One time my sister had just got a new leather jacket and she was going to wear it for the roller-rink but my dad said ‘no’. So she went stamping upstairs but my dad followed her up. Then he started to hit her down the stairs. I cried because he was hitting her so hard.

The author concludes that the writings of both children and adults reveal deep concerns about relationships and security. She concludes that the children exceed the theoretical assertions of Piaget, who ‘denied them the ability to make moral judgements’ and were ‘far from the “innocent romantic” image argued for by Rousseau’.

Children’s understanding and interpretation of symbols and images is explored intelligently and well, so that as one reads one almost itches to get into the classroom and use some of Ashton’s strategies. For teachers developing religious education lessons, the section on the metaphorical properties of rocks and stones in religious thought will be of particular interest. Here we find examples of children thinking and writing at a level of insight which conventional theories might suggest was not possible. This is amply illustrated by a child who had asked for extra time to write:

It is true you can build things with stones and it is true that stones are strong and heavy. It is difficult to break a rock and you cannot take goodness out of Jesus. Jesus’ power is trying to get inside you and give you power. He is like a stone because he is strong. He is not strong in strength but he is strong in love and happiness. We should try finding Jesus’ love most of all and if we do we have found Jesus himself. What people should try to find in themselves in their lives is the joy they might never have had if it hadn’t been for God and Jesus.

The child had written this spontaneously and emphasised that she had ‘just thought it out’ for herself. It is interesting, given the depth of the child’s thinking, that Ashton began the lesson with the traditional fairy story The Three Little Pigs, which prompted initial discussions about stones as building materials, before leading into the imagery of stones in Biblical text. It is through examples such as this that the reader develops confidence in the author as a practitioner as well as a researcher.

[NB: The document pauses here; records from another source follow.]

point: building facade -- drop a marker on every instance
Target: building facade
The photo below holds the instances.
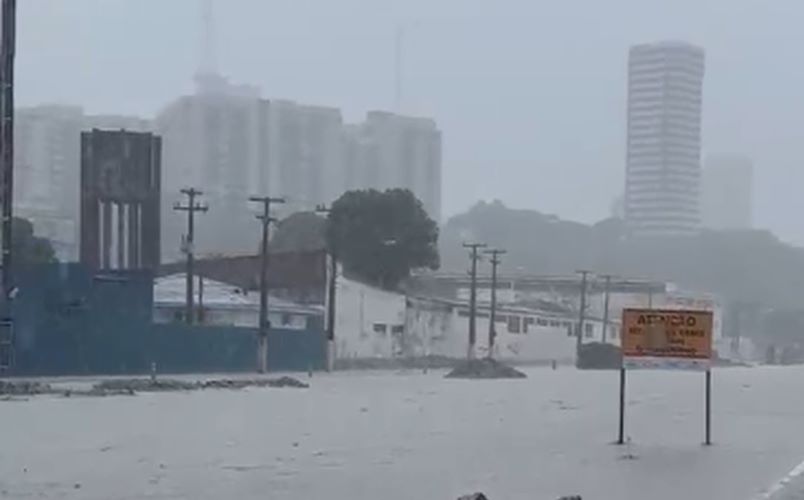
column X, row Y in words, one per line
column 394, row 151
column 726, row 192
column 213, row 141
column 120, row 199
column 47, row 169
column 665, row 88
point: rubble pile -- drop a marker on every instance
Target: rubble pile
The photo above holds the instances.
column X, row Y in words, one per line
column 132, row 386
column 486, row 368
column 260, row 382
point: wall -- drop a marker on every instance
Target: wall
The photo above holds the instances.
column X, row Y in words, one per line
column 441, row 330
column 369, row 321
column 373, row 323
column 69, row 320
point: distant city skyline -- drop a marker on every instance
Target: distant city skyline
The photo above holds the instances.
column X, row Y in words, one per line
column 663, row 151
column 515, row 101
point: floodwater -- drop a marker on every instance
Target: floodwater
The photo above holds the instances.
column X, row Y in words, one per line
column 403, row 435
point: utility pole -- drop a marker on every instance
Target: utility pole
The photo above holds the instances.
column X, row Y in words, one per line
column 606, row 306
column 331, row 287
column 495, row 261
column 189, row 241
column 264, row 326
column 474, row 247
column 7, row 52
column 581, row 314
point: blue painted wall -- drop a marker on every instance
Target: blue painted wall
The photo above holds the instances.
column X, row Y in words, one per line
column 69, row 321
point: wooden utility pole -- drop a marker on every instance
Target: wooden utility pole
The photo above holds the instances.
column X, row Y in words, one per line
column 188, row 243
column 7, row 52
column 474, row 247
column 264, row 324
column 331, row 290
column 581, row 314
column 607, row 292
column 495, row 261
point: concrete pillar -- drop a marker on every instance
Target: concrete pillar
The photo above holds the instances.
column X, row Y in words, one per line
column 106, row 236
column 121, row 235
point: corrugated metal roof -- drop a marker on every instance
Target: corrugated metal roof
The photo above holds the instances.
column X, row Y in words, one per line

Elizabeth Ashton’s book is founded in the reality of childhood and she neatly sums up her perspective on education when she writes, ‘To be effective, the definition must be grounded in the lives of real children, rather than visions of childhood which emanate from adult minds which are remote from it’ (28). She concludes that there has been a gradual erosion of values such as ‘respect’ and ‘search for truth’ but that her analysis of 10-year-olds’ writing showed that children could focus on such values and ‘responded readily to metaphors and symbols which offered them expression’ (159).

The book is a refreshing affirmation of what those, like me, who regularly work in primary schools and engage children in creative activities already know: children are generally capable of much deeper thought and reflection than some educational theorists have given them credit for. They have the ability to think in the abstract and draw upon metaphor and symbols as they interpret their experiences and develop their understanding of the world around them. The fact that the book is so strongly linked to classroom practice while being underpinned by established and original research strengthens the arguments and promotes the kind of reflection about good primary practice which we should all engage in. The book will appeal to educators, including trainee teachers and researchers, who wish to promote discussion about the nature of childhood and children’s potential for thought. The opening chapters alone are worthy of being offered as key reading for trainees, since they provide an easy to access introduction to major theories of education and child development. However, the chapters on images, symbols and metaphors take the work to another level, providing interesting examples and analyses based upon real examples and original ideas. Elizabeth Ashton has provided us with a thought-provoking, interesting and innovative work which merits close reading and wide dissemination.